Assessment also provides useful data to teachers, parents and the surrounding educational community. Building on the accumulated results of continuous assessments, evaluation is primarily concerned with grading, ranking and other summary procedures for purposes of student promotion and curriculum evaluation.

Students also need to learn how to assess their own musical thinking by learning what counts as good music making and listening in a given musical style. To become independent judges of musical excellence in the future, students need regular opportunities to reflect on the results of their musicianship and that of their peers. It follows from this that assessment is the joint responsibility of teachers and students.

Because musicianship differs substantially from the kinds of verbal knowledge taught in scholastic settings, there is no justification for using standardized tests in music. There is justification for (a moderate number of) paper and pencil tests and written assignments about the verbal knowledge components of musicianship (music theory and music history). But overall, conventional methods of evaluation are inappropriate in music education because they rely too heavily upon linguistic thinking.

Teaching-Learning Context

How . . . should music education be carried out?

The praxial philosophy says: focus on achieving self-growth and musical enjoyment in the thoughtful actions of music making and listening. Teachers and students should work together to meet the musical challenges involved in realistic musical projects through reflective music making.

Each musical work that students are learning to interpret and perform (improvise, compose, arrange and so on) should be approached fully — as a “full course meal” — as a multidimensional challenge to be made artistically and listened-for intelligently in all its relevant dimensions (interpretive, structural, expressional and so on).

In support of artistic listening-in-context, carefully selected recordings ought to be introduced parenthetically: in direct relation to the musical practices students are being inducted into. Similarly, verbal musical knowledge should be filtered into the continuous stream of music making and listening as needed.
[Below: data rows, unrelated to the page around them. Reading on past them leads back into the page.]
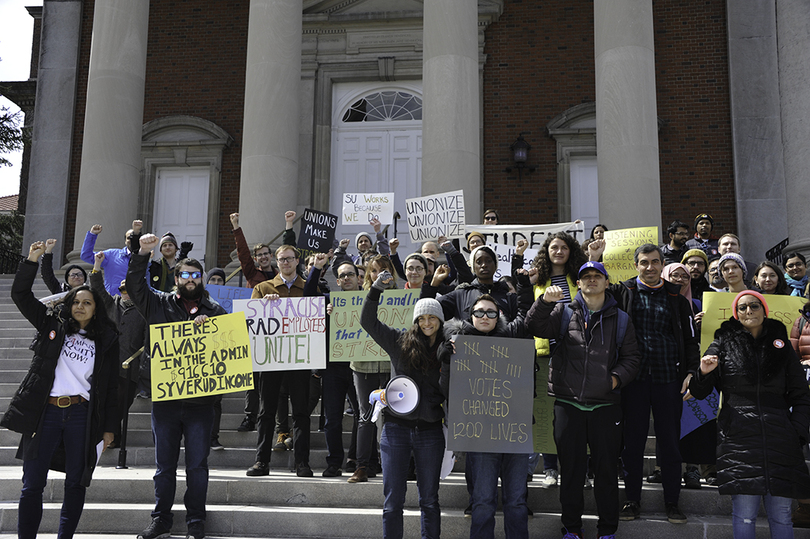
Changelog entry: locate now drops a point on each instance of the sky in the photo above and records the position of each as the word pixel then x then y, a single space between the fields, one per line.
pixel 15 64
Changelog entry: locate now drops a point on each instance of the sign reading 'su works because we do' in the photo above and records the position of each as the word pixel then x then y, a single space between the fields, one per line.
pixel 436 215
pixel 195 360
pixel 286 334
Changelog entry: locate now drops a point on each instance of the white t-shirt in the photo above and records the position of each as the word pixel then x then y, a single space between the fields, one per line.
pixel 74 369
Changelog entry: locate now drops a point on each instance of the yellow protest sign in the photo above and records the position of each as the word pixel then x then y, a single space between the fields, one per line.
pixel 190 360
pixel 620 245
pixel 717 309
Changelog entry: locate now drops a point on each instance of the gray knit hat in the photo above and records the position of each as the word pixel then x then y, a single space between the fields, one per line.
pixel 427 306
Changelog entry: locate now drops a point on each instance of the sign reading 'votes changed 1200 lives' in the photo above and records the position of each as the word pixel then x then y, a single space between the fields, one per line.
pixel 491 392
pixel 195 360
pixel 286 334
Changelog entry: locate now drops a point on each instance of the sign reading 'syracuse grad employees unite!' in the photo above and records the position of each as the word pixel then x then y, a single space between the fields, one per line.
pixel 286 334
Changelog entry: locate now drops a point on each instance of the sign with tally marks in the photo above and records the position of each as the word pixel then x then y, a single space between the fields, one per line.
pixel 194 360
pixel 491 393
pixel 286 334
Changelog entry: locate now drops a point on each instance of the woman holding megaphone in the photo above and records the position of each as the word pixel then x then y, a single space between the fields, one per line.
pixel 416 353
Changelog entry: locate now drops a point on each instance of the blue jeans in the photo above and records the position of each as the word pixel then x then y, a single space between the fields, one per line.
pixel 68 425
pixel 486 468
pixel 396 445
pixel 171 421
pixel 744 509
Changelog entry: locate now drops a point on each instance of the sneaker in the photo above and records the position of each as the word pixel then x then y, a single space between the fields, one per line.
pixel 551 478
pixel 248 425
pixel 260 468
pixel 630 511
pixel 280 444
pixel 359 476
pixel 303 470
pixel 157 529
pixel 196 530
pixel 691 479
pixel 332 471
pixel 674 515
pixel 655 477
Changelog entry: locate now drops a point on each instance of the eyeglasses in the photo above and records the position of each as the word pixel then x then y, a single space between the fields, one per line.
pixel 478 313
pixel 753 307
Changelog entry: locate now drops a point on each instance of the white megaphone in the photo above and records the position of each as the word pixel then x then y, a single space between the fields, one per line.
pixel 401 396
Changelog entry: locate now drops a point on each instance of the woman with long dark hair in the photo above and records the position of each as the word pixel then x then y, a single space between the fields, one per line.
pixel 416 353
pixel 66 406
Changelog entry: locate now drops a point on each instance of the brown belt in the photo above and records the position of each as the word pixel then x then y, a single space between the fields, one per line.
pixel 65 400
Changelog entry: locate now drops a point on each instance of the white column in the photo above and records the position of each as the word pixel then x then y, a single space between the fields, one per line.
pixel 269 183
pixel 626 114
pixel 109 182
pixel 450 118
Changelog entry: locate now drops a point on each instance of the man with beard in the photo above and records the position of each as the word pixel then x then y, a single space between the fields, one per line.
pixel 189 418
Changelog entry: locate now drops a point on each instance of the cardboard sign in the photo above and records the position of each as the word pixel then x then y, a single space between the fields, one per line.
pixel 505 253
pixel 491 392
pixel 436 215
pixel 360 208
pixel 191 360
pixel 224 295
pixel 621 246
pixel 286 334
pixel 317 232
pixel 348 341
pixel 534 234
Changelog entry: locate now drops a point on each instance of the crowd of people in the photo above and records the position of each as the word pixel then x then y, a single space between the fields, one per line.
pixel 612 352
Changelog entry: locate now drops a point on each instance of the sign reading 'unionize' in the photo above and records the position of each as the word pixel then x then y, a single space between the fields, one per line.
pixel 194 360
pixel 491 392
pixel 286 334
pixel 436 215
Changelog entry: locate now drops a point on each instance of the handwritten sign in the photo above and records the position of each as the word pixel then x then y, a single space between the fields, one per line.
pixel 505 253
pixel 286 334
pixel 190 360
pixel 436 215
pixel 534 234
pixel 360 208
pixel 317 232
pixel 224 295
pixel 491 391
pixel 348 341
pixel 621 246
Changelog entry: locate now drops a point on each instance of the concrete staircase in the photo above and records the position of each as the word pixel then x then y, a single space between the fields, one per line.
pixel 282 505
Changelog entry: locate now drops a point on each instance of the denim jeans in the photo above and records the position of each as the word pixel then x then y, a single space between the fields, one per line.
pixel 744 509
pixel 68 425
pixel 396 445
pixel 171 421
pixel 486 468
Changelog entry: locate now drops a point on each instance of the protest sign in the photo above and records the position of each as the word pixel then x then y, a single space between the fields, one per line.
pixel 534 234
pixel 348 341
pixel 505 253
pixel 195 360
pixel 317 232
pixel 436 215
pixel 360 208
pixel 286 334
pixel 491 391
pixel 224 295
pixel 620 246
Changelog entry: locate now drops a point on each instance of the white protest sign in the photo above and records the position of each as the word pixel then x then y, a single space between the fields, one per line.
pixel 436 215
pixel 360 208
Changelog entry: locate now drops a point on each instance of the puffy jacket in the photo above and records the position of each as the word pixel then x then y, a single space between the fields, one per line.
pixel 760 438
pixel 27 407
pixel 584 361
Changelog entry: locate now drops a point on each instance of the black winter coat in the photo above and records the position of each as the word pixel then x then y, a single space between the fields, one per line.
pixel 760 439
pixel 27 408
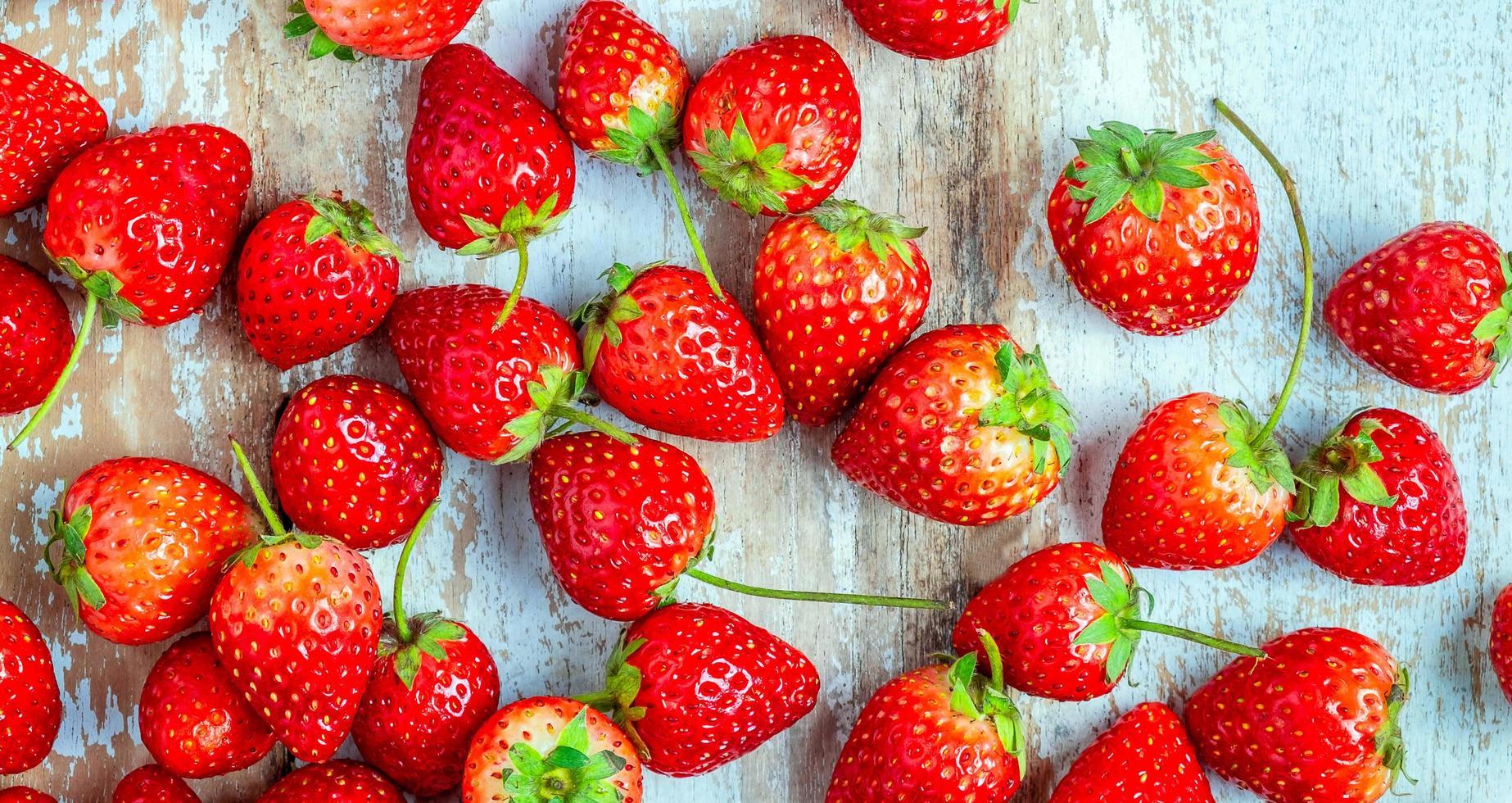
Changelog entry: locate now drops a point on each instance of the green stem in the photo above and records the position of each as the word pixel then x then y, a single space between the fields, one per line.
pixel 85 325
pixel 1290 186
pixel 815 597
The praxial music curriculum is deliberately organized to engage learners in musical actions, transactions and interactions with close approximations of real music-cultures. The praxial curriculum immerses students in music-making projects which require them to draw upon the musical standards, traditions,lore, landmark achievements, “languages” and creative strategies of the musical practices of which their projects are a part.

From this perspective, the music teaching-learning environment is, itself, a key element in the music education enterprise. The musical actions of learners are enabled and promoted by the interactive, goal-directed “swirl” of questions, issues and knowings that develop around students’ efforts as reflective musical practitioners. The praxial curriculum is, itself, informative.
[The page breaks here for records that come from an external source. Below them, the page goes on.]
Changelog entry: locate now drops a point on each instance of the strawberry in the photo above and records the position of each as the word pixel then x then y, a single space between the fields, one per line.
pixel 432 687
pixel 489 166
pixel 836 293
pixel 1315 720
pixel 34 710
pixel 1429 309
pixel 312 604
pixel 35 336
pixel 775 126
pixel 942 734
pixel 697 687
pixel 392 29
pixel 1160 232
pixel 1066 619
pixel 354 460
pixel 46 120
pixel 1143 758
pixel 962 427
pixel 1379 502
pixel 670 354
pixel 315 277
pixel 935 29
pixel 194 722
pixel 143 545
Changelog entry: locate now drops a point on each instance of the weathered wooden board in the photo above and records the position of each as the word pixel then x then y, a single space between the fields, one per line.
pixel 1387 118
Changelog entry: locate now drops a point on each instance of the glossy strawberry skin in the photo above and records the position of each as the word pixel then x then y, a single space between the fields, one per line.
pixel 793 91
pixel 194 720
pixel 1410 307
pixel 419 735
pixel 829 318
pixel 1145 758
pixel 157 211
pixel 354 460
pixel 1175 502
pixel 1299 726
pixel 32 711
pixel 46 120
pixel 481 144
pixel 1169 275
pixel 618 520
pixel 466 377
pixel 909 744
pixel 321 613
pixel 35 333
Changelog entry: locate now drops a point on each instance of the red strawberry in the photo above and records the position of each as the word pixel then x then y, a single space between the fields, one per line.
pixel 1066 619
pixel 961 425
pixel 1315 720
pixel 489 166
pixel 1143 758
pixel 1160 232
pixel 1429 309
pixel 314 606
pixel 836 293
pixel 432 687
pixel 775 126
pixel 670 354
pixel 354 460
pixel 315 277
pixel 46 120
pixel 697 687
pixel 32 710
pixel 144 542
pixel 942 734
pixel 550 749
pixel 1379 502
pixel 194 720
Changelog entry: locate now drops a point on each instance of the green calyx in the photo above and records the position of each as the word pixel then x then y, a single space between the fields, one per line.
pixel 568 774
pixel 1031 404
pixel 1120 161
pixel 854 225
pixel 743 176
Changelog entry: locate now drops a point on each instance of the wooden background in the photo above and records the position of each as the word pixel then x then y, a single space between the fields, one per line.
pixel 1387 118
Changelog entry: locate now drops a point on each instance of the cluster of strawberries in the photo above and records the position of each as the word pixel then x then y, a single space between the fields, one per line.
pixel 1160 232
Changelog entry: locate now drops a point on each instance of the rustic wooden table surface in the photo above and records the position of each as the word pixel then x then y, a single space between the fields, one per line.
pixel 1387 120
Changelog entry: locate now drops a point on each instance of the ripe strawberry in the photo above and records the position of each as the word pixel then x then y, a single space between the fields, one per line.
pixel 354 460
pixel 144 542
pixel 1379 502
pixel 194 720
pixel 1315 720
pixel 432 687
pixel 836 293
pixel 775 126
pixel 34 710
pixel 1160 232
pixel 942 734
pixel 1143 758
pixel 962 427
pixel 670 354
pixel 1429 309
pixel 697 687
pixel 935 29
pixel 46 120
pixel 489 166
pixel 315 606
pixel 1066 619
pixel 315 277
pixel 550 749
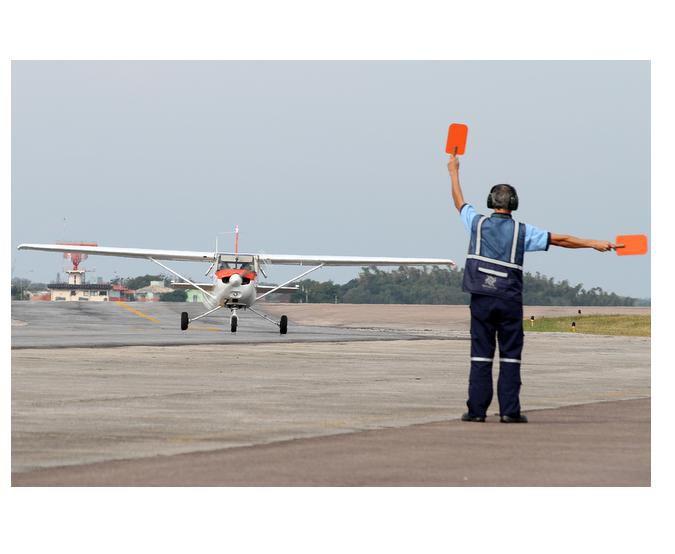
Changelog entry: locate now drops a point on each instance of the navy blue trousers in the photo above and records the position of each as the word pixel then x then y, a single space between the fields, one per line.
pixel 495 318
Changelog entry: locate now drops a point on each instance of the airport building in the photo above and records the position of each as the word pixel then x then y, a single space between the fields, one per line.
pixel 152 292
pixel 78 290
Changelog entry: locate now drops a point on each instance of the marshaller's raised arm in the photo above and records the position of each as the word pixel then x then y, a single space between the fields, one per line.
pixel 453 169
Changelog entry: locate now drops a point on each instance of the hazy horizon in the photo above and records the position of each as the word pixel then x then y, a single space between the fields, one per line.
pixel 335 158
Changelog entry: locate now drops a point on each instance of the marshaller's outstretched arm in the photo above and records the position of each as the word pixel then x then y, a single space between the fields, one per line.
pixel 568 241
pixel 457 196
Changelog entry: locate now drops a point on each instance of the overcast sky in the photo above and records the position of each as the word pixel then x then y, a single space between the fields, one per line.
pixel 336 158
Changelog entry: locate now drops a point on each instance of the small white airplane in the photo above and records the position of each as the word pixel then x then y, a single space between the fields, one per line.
pixel 234 282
In sum, when small and large performing ensembles (e.g., a class choir, guitar ensemble, African drumming ensemble, string ensemble, jazz ensemble, wind ensemble and so on) are developed and carried out in relation to the above principles, and when performing is supplemented with improvising, composing, arranging, conducting and music-listening projects, then the music classroom becomes a reflective musical practicum: an approximation of real music-practice situations, or music-cultures. The music-practicum context feeds back to students by revealing “what counts” in their developing musicianship.